In case you hadn’t already guessed, the pop-cultural signs were all over this project, including a beautifully-crafted Blue Note-style album sleeve, its title recalling the brutal Lee Marvin crime thriller from 1967 (well worth a watch, by the way, if you’ve never seen it). Tony Kofi was backed up by some serious muscle in the rhythm department: in addition to Fernsby, sporting his Peaky Blinders cap, there was Pete Whittaker on organ and Pete Cater on drums.
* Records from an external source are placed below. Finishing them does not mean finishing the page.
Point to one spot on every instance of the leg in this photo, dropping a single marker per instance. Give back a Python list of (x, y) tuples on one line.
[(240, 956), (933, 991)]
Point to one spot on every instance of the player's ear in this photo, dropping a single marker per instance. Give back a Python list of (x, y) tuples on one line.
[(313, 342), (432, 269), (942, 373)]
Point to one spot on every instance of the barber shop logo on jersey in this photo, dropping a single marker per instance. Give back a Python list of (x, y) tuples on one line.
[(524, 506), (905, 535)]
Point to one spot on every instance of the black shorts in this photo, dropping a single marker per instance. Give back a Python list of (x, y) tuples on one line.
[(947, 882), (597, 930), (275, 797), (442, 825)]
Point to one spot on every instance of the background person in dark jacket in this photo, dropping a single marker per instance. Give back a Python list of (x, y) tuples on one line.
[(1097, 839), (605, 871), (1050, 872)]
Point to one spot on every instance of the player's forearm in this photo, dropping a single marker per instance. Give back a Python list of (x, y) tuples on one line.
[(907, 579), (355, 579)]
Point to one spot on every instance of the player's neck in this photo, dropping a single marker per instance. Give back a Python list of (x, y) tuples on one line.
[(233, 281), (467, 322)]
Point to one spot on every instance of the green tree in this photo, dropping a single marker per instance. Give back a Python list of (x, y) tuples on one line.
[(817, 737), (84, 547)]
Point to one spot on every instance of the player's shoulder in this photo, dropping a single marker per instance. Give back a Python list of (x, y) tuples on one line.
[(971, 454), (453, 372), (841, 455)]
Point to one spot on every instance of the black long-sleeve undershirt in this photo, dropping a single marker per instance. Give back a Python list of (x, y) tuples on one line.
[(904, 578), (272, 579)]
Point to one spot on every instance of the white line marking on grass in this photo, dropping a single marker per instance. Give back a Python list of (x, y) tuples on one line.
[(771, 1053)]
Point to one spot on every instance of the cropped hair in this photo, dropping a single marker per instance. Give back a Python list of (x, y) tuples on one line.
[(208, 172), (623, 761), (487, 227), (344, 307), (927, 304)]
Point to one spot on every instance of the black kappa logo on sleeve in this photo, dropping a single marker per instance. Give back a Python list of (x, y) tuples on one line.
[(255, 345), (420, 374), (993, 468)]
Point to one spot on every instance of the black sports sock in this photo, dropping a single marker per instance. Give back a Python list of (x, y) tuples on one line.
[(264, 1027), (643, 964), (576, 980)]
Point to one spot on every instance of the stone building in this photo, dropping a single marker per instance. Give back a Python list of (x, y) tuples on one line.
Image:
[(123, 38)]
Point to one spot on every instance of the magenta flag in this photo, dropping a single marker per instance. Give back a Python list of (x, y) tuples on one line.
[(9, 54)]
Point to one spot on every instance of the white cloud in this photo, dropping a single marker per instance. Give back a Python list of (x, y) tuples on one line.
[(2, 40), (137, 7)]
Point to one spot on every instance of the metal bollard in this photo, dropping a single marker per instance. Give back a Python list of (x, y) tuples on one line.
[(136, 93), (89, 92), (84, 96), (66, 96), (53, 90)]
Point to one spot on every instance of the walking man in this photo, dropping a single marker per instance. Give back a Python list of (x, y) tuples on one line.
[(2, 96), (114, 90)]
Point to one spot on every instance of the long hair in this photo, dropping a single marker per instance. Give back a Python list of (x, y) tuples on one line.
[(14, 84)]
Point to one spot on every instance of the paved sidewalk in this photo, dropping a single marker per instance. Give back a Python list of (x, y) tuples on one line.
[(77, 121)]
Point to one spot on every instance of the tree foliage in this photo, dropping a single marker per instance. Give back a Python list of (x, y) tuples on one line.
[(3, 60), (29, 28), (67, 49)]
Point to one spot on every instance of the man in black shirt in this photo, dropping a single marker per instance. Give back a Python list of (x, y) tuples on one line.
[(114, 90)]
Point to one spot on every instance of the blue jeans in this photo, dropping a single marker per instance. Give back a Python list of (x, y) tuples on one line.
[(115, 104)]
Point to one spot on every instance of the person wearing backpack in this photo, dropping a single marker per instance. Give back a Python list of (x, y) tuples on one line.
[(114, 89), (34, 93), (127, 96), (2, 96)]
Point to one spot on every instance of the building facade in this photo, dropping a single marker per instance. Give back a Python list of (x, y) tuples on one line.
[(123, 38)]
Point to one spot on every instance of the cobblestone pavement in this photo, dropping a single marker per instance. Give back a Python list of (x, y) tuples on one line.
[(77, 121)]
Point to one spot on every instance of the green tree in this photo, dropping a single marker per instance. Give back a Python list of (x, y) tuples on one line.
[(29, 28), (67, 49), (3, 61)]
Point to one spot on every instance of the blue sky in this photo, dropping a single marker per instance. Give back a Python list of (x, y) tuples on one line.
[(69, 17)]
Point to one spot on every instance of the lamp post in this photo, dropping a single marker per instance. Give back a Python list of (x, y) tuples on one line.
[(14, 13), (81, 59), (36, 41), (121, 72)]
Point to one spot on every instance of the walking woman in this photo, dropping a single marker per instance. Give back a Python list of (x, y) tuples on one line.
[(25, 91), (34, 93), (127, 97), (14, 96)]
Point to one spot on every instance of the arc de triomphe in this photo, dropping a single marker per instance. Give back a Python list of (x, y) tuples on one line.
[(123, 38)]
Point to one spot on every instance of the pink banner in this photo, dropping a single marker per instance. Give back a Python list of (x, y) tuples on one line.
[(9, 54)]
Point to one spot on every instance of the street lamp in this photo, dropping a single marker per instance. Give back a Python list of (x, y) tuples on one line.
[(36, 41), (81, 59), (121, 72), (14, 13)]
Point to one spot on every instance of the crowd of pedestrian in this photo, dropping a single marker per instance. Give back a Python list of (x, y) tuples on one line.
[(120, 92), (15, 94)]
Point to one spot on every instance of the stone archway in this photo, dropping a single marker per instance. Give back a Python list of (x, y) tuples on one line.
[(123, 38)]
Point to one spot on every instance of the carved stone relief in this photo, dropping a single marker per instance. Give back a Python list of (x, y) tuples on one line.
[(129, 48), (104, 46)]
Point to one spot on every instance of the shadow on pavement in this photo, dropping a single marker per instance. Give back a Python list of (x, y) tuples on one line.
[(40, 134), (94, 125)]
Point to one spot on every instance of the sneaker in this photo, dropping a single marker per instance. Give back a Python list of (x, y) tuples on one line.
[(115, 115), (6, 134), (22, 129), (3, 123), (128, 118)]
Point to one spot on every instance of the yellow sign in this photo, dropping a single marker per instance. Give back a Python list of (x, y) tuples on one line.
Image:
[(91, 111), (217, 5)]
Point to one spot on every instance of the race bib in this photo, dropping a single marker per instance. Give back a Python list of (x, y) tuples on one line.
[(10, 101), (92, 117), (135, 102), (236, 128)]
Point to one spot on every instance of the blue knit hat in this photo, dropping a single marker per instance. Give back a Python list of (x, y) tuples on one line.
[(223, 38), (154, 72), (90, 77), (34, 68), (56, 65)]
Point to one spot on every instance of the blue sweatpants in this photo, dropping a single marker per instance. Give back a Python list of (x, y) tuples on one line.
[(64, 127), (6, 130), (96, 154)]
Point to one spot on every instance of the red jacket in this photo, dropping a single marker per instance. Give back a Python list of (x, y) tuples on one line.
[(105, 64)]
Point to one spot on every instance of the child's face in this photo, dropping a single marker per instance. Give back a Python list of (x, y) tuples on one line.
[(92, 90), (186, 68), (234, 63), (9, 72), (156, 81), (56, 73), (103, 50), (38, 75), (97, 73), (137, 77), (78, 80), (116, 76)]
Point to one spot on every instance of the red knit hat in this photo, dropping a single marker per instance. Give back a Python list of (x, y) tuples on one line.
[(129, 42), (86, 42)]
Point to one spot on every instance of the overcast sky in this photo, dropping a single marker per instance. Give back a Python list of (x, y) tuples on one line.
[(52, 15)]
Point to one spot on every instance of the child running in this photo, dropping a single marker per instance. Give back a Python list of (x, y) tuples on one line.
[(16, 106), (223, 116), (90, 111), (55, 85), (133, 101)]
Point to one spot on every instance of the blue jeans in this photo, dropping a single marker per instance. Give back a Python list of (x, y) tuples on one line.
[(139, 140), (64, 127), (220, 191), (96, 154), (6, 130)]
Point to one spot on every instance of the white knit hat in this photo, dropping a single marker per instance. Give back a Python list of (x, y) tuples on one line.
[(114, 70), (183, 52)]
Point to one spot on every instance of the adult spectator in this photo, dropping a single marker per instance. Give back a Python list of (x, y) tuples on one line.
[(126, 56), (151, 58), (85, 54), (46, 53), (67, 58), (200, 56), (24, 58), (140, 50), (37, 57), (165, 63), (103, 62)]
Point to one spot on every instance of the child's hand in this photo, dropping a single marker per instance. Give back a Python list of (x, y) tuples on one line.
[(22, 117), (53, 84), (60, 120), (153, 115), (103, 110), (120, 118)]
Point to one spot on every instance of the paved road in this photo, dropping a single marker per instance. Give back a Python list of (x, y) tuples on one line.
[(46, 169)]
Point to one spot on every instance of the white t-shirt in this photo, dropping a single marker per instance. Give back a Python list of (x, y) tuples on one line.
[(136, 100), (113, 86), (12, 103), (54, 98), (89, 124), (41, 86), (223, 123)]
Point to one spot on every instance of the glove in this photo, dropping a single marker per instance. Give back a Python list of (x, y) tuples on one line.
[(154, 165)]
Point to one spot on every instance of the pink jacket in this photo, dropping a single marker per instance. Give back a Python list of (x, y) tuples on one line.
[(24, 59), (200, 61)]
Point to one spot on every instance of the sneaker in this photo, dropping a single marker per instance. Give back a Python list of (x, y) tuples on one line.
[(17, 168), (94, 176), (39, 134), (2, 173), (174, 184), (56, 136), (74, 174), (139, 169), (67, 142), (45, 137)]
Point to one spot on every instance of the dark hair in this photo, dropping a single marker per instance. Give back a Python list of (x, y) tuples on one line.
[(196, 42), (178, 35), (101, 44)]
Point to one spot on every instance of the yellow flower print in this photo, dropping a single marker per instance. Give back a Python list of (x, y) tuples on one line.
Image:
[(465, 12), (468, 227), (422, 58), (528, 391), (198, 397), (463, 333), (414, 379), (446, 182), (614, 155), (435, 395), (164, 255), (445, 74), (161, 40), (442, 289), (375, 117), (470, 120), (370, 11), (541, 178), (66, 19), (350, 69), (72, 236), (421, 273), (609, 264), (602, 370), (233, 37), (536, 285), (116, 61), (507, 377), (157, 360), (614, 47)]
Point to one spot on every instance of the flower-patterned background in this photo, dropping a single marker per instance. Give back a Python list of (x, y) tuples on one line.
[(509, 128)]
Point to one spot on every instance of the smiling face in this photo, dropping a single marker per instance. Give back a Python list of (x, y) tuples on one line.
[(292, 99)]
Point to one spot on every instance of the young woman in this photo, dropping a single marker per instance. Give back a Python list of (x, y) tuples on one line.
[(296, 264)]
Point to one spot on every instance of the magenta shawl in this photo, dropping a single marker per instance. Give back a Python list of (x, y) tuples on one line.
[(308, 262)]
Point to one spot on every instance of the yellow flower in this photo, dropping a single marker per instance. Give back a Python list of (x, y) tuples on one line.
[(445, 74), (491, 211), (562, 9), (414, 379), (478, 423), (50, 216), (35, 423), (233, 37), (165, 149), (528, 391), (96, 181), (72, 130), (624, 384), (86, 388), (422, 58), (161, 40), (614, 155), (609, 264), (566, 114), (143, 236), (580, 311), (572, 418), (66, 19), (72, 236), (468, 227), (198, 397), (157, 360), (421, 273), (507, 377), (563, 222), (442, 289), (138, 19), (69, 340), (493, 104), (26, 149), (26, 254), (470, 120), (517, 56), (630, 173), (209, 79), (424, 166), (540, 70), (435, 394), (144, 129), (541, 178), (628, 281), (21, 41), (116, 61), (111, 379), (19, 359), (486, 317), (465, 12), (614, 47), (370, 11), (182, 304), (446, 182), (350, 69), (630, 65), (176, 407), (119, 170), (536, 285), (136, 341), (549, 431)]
And in keeping with the band’s uncompromising “let’s go to work’ ethic”, Kofi stuck to the baritone all night, beginning with Duke Pearson’s hard-driving blues Minor League. Afterwards he explained how he came to play the instrument in the first place, when his cheap alto fell apart just before a gig. He told the band he had a bari in the boot of his car, and it was either that or he would have nothing to play. Everyone’s face fell. But needless to say, by the end they were all converts to the baritone, including Kofi himself.
On this night, the tough swingers were nicely varied by numbers like McCoy Tyner’s ballad Search for Peace, its lovely melody doubled by Fernsby and Kofi. Whittaker’s liquid, bubbling solo was a thing of beauty; he really is one of our finest jazz organists. His versatility and imagination shone through again on the Pat Martino groove number Cisco, his solo ending with a succession of stacked fourths with a fast Leslie effect. I’ve heard Whittaker many times over the years, but never heard him play better than he did here.
On Wes Montgomery’s waltz-time Full House, Kofi really got into his stride. His default tone is raw and urgent, a sound accentuated by the very nature of the baritone sax. With no competing alto or tenor players on the gig, he wasn’t restricted to honking away down at the bottom; instead he used the full range of the instrument, from that characteristic fat basement parp to the series of strange, whinnying squeaks he emitted during his solo on Dr Lonnie Smith’s L S Blues.
Pete Cater, too, is sheer class. Some drummers might feel tempted to rock out on a gig like this, but he is far too sophisticated a player to succumb, preferring a nuanced approach, always finding little gaps in which to add his nifty fills, but for the most part supplying effortless groove to this criminally fine enterprise.